Our findings have potential implications for VTE prevention in ICU patients. The findings that younger patients are more like to miss out on VTE prophylaxis provides an opportunity to efficiently target younger critically ill patients for VTE prevention. Further research may consider if additional clinical or laboratory parameters can be leveraged to improve identification of younger patients at risk of VTE who would benefit from VTE prophylaxis. The findings also suggest that compliance with VTE process of care indicators, such as documented process for monitoring VTE prophylaxis and medical lead dedicated for coordinating ICU quality, provides an opportunity for system improvements to reduce the burden of potentially preventable VTE.
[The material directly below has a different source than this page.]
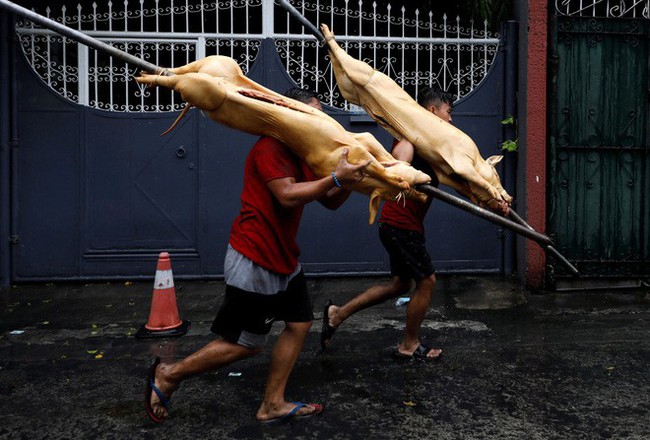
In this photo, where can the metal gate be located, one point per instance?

This study has some limitations that should be noted. The ANZICS APD does not collect data on additional variables which are potentially important for understanding VTE prophylaxis, including the outcome of VTE risk assessment, reasons for not receiving thromboprophylaxis, regimen, dose and duration of anticoagulant. Contextual factors such as local expert opinion, clinician awareness of thromboprophylaxis and the involvement of the patient in the decision-making process that potentially influence decision‐making about anticoagulant prescription were not collected.

Conclusions

In summary, our findings suggest that in critically ill patients in Australia and New Zealand omission of early thromboprophylaxis within the first 24 h after ICU admission has declined by 70.8% between or 9.6% 2009 and 2020. The decline was consistent across gender, different types of pre-existing condition and diagnosis at admission. Allocating a medical lead dedicated to coordinating ICU quality offers one of the most promising strategies for optimizing VTE prevention in hospitalized patients.

Below is the link to the electronic supplementary material.

Supplementary file1 (DOCX 59 kb)

Supplementary file2 (DOC 83 kb)

In this study of more than 1.4 million critically ill patients, omission of thromboprophylaxis within the first 24 h after admission in intensive care unit (ICU) has declined by 70.8% between 2009 and 2020. Potentially modifiable factors, including documented process for monitoring venous thromboembolism (VTE) prophylaxis and having a medical lead for coordinating quality of ICU care could be potential targets for sustaining the improvement in VTE prophylaxis use.